RAND REFINERY, South Africa - It felt squishy - a bit like stuffing a mulberry into my ear. Still, I persisted and finally the soft foam rubber earplug slid into place. I put the other one into my ear and a muted silence filled my head.

“Mmmm kkkk ppp out,” I vaguely heard my colleague Robyn Curnow shouting at me. I cocked my head to one side, and gingerly pulled one of the plugs out. “Mine keeps popping out,” she repeated over the banging and clashing of heavy machinery.

I took it from her and showed her how to pinch the end before putting it in your ear. “Thnkks, I kpp sqshhing it the wrong way,” I heard her say before we set off into the loud interior of the Rand Refinery, one of the largest gold manufacturers in the world.

Safety is a priority for management and certificates on the walls demonstrate an enviable record in accident-free manhours worked.
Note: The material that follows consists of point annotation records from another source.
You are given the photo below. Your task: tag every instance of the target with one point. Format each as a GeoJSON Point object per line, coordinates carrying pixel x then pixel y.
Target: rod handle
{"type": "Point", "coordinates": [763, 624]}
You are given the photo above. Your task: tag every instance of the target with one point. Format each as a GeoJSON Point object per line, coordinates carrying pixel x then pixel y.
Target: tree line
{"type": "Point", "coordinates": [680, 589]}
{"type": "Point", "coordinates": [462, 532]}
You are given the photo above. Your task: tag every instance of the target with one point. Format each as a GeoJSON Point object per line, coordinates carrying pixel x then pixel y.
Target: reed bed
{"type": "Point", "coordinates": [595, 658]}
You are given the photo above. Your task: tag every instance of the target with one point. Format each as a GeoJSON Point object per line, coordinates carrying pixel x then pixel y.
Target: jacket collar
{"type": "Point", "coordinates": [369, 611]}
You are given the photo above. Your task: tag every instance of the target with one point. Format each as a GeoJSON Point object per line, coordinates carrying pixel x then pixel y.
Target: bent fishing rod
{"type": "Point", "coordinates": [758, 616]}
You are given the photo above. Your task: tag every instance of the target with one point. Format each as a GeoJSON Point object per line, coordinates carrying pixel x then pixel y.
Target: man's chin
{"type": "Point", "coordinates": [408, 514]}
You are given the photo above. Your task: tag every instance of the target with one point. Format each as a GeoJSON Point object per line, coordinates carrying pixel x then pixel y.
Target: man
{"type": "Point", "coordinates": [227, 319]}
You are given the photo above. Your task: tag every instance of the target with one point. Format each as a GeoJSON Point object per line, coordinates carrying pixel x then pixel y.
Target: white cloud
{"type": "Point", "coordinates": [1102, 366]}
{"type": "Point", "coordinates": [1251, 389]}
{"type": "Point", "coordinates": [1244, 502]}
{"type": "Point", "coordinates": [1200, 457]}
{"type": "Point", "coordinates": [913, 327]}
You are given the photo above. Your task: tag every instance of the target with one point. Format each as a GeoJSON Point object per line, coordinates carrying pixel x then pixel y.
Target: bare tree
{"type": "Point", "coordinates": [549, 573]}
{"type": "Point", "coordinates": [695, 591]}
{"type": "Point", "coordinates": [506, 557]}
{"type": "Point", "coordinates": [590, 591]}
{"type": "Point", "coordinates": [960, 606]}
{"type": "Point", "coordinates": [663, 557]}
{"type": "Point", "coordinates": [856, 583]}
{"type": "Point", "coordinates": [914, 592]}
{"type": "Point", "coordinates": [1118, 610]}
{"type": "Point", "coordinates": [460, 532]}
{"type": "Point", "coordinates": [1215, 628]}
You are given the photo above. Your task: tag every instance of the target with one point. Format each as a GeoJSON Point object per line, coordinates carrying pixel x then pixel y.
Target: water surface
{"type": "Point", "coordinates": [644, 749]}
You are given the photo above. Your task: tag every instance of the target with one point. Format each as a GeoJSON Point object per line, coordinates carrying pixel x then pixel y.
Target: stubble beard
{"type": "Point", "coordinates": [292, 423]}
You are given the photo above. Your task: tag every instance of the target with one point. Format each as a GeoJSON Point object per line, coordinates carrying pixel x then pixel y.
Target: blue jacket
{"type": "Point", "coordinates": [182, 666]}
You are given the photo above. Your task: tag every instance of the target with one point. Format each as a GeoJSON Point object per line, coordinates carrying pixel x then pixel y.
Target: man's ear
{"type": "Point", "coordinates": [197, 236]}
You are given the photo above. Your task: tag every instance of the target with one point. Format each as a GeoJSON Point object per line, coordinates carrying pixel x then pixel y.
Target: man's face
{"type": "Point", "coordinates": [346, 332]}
Still, I couldn’t help wondering why we needed earplugs to visit a gold refinery. I mean, after all, what does gold do? It doesn’t squeal, or growl, or clatter - well, not that I’ve owned enough to hear it clatter.
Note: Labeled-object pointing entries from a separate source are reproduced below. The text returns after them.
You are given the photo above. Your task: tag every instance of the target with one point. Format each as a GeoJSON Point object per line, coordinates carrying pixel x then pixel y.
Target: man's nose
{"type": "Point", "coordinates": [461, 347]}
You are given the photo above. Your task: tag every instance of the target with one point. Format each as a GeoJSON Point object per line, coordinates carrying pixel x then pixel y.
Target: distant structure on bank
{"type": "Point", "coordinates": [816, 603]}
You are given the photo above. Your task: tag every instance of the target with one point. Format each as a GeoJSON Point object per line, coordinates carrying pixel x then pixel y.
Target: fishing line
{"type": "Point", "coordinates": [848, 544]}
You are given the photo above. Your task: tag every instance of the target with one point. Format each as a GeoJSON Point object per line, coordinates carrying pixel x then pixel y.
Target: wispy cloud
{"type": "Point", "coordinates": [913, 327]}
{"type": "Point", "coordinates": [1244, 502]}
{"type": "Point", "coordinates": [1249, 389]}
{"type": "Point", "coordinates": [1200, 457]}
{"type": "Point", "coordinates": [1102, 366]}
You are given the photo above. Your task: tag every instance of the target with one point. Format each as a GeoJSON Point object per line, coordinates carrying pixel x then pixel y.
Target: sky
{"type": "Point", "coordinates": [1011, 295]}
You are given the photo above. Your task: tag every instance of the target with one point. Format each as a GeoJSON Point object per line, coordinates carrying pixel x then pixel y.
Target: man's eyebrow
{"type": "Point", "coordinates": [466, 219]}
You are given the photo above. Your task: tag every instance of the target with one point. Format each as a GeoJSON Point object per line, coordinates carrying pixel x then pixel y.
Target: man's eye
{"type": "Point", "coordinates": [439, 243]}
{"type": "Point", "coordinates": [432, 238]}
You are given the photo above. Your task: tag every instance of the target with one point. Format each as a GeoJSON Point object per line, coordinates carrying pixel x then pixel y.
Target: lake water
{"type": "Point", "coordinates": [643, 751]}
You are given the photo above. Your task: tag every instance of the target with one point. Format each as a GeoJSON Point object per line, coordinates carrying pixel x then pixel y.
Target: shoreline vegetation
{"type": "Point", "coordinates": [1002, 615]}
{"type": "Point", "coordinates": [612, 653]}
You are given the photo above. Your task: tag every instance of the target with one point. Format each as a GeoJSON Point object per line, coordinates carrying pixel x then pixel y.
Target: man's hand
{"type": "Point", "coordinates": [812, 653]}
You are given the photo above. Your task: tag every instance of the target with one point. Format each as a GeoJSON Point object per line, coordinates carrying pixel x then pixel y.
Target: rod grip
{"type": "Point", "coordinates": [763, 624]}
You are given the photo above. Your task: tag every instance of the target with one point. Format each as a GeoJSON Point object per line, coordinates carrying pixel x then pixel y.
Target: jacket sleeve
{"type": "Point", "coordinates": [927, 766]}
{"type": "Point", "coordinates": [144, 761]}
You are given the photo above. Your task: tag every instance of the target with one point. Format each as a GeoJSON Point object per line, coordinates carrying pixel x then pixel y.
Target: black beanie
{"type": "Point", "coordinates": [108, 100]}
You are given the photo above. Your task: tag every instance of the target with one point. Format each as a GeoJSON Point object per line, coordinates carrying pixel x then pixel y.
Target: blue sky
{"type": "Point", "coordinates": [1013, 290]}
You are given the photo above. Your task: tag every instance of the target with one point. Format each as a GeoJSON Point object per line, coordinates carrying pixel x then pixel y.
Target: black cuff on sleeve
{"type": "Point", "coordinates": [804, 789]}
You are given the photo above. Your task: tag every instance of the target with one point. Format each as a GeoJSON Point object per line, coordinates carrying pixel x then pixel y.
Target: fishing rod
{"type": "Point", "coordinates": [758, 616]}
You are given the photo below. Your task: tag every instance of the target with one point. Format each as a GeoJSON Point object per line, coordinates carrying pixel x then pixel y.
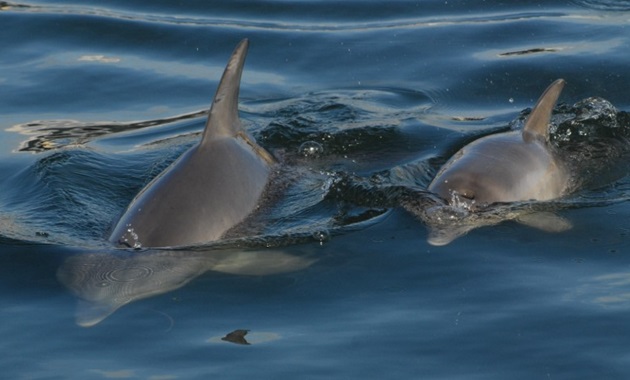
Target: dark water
{"type": "Point", "coordinates": [97, 98]}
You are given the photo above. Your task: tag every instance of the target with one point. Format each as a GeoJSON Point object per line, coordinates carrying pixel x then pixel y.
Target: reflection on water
{"type": "Point", "coordinates": [54, 134]}
{"type": "Point", "coordinates": [611, 290]}
{"type": "Point", "coordinates": [104, 282]}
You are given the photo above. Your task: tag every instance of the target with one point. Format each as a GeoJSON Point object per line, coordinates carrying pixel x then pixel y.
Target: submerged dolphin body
{"type": "Point", "coordinates": [104, 282]}
{"type": "Point", "coordinates": [505, 167]}
{"type": "Point", "coordinates": [211, 188]}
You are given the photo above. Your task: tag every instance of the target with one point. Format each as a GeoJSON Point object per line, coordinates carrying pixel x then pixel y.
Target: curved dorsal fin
{"type": "Point", "coordinates": [223, 120]}
{"type": "Point", "coordinates": [537, 124]}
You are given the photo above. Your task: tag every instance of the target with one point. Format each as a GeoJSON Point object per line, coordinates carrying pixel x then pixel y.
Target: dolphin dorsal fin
{"type": "Point", "coordinates": [223, 120]}
{"type": "Point", "coordinates": [537, 124]}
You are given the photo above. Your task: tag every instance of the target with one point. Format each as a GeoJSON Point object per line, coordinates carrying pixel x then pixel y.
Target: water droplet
{"type": "Point", "coordinates": [311, 149]}
{"type": "Point", "coordinates": [321, 236]}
It was only when we walked through the factory that I realized just how much noise and, by extension, effort goes into the production of pure gold (or ‘four-nine’ gold as the lingo has it here: 99.99 percent pure gold).

The factory is like something out of a giant alchemist’s lab. There are flames and what look a little like glowing cauldrons - or more accurately - glowing crucibles, smoking as the molten gold pours out of them into molds. “We have to heat the molds or they would explode as the white hot gold hits them,” explained managing director Geoff Millet.
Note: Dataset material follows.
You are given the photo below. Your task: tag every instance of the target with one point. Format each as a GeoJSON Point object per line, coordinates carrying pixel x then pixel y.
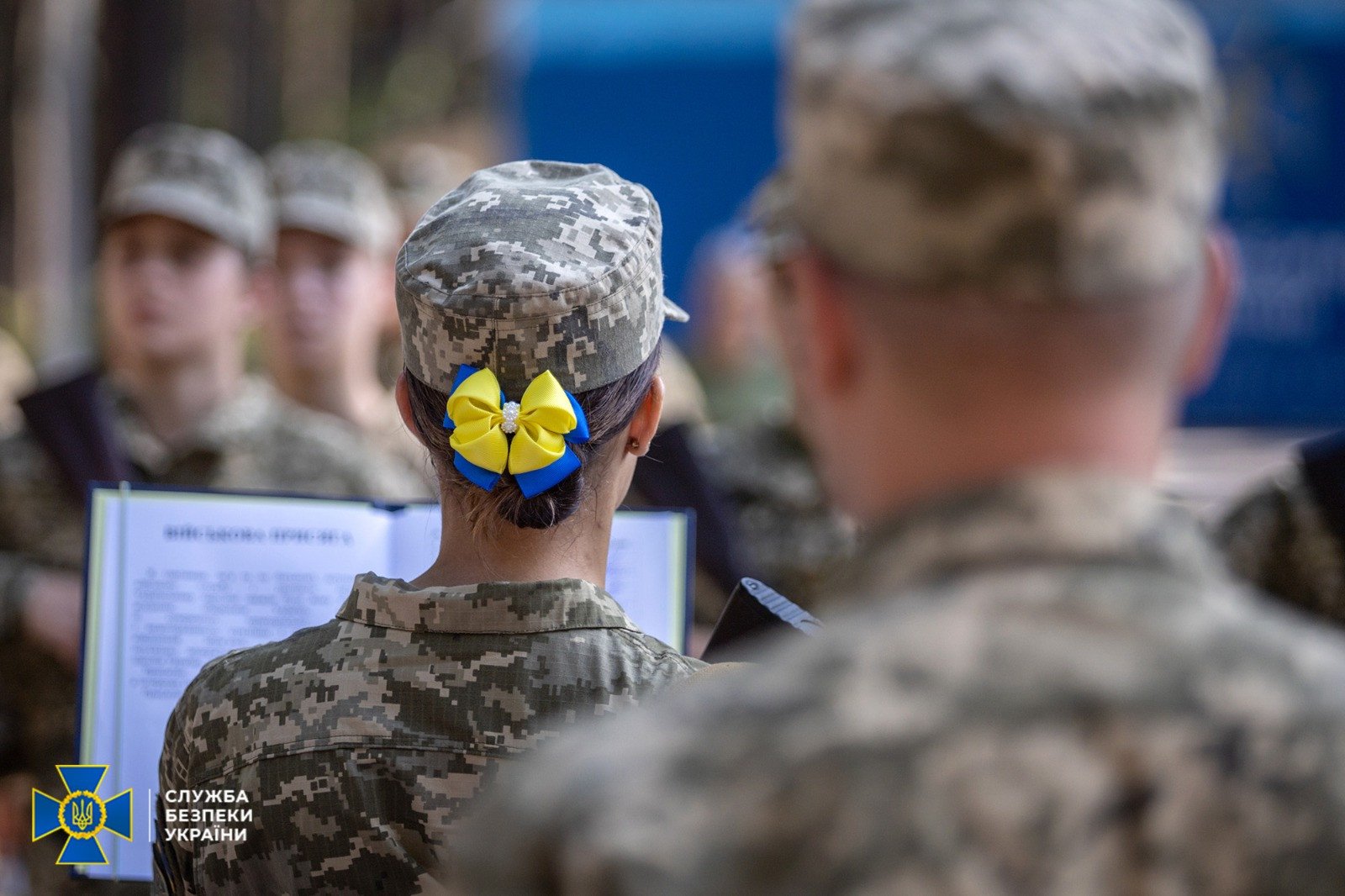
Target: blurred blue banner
{"type": "Point", "coordinates": [681, 96]}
It is hard work, gold refining. The workers are kitted out in in overalls, safety boots, goggles, face masks, gloves - all the gear they need to prevent injuries as they work in shifts around the clock.

The refinery has had to increase production in order to meet the soaring demand for gold as a safe haven while stock markets around the world implode. Traditionally, people turn to gold as a way of staving off economic disaster. No one can be sure what the future holds now but, at the moment, investing in gold coins or bullion is what many people hope will save them and their hard-earned wealth.

Standing in the darkened expanses of the refinery, there is something deeply compelling about watching the red-hot crucible tilt and a stream of molten gold pour out. It glimmers in the shadows, small flames ignite in the air around it. There is something mythical and deeply ancient in the beauty and the hope for power and economic salvation that humans believe it offers.

We were surrounded by billions of dollars worth of gold, but the shelves in the storage vaults were virtually empty because they have been selling off so much of the precious metal.